Low-income fathers want to contribute to children, study suggests

Life can be difficult for single parents in today’s economy. In New Jersey as with most states, the parent who has the lesser amount of physical custody is generally the one who pays child support to the custodial parent. In most cases, the parent who pays child support is the father. Sometimes fathers have a difficult time making their monthly payments even though they still love their children and wish they could do more to help.

A recent study followed 367 low-income non-custodial fathers. The study showed that 23 percent of these dads made their court-ordered payments through their states’ child support agencies, while 28 percent gave money to the mothers and 46 percent contributed in other ways. These included providing clothing, money for school supplies, baby items and food.

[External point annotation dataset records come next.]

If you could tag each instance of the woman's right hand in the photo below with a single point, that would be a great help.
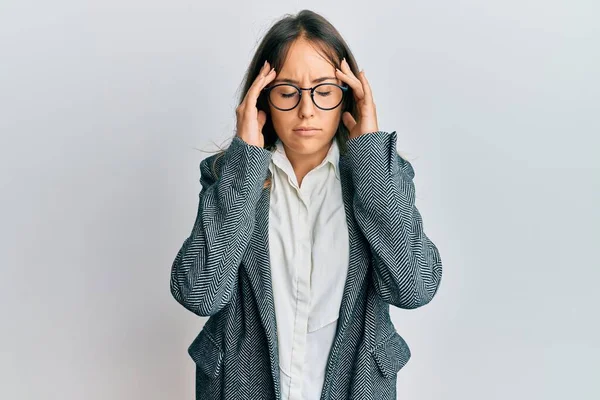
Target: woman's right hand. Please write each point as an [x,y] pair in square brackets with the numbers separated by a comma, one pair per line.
[250,120]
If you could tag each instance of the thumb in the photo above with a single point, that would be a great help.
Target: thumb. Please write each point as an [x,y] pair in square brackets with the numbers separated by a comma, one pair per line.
[262,119]
[348,120]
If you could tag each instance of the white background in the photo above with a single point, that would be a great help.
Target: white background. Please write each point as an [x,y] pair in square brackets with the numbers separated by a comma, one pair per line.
[102,107]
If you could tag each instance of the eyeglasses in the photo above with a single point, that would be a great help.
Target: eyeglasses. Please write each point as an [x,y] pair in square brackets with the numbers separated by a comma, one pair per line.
[285,96]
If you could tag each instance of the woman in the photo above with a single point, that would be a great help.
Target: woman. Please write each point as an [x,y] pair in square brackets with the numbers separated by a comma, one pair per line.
[306,232]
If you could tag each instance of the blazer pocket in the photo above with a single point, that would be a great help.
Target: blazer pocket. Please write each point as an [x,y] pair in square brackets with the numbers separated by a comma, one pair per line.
[207,354]
[391,355]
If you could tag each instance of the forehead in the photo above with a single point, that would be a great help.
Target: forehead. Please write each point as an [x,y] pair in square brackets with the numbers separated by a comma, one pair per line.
[305,58]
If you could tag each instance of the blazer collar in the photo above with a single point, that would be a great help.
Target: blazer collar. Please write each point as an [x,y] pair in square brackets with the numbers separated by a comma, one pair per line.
[280,159]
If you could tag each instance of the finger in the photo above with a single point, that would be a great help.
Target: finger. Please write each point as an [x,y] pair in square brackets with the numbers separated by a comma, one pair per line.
[348,120]
[264,77]
[352,80]
[366,87]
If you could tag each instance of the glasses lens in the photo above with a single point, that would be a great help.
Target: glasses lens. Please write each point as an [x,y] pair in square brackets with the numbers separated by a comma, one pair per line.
[286,96]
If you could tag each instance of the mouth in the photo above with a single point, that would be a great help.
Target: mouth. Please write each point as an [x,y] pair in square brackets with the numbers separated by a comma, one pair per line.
[306,132]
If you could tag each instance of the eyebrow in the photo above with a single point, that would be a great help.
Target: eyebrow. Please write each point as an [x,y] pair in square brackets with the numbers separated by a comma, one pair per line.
[321,79]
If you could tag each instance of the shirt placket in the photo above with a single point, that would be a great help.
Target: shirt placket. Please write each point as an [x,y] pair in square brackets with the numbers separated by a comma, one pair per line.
[303,268]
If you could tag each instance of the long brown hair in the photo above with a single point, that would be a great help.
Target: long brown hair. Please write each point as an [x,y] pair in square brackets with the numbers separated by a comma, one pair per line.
[274,48]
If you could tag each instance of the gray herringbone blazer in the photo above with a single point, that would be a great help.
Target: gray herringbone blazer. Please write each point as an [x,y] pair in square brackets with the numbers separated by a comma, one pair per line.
[222,270]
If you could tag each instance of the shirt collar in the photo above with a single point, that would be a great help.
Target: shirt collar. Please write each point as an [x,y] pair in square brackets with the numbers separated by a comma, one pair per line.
[280,159]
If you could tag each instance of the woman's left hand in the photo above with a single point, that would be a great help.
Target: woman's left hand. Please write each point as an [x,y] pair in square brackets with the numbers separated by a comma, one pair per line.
[367,114]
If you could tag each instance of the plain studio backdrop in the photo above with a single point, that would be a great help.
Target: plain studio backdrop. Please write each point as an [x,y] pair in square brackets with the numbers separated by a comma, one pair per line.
[104,104]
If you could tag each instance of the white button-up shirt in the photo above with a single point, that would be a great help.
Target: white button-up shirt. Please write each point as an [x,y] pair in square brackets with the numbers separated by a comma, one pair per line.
[308,244]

The study also discovered that fathers who spent more time with their children were likely to contribute more in child support and in-kind contributions than those who saw their children less often. This may be due to fathers feeling more appreciated when they receive recognition for providing items their children need. Some sociologists believe that when mothers refuse to allow fathers to see their children if they are not current on child support, it can hurt the relationship between fathers and children. It can also strain friendly relations between both parents and lead to fathers contributing even less.

Both parents have an obligation to provide for their children. Some aspects of the child support system can take a parent’s circumstances into consideration to make it easier for the non-custodial parent to meet his or her financial obligations.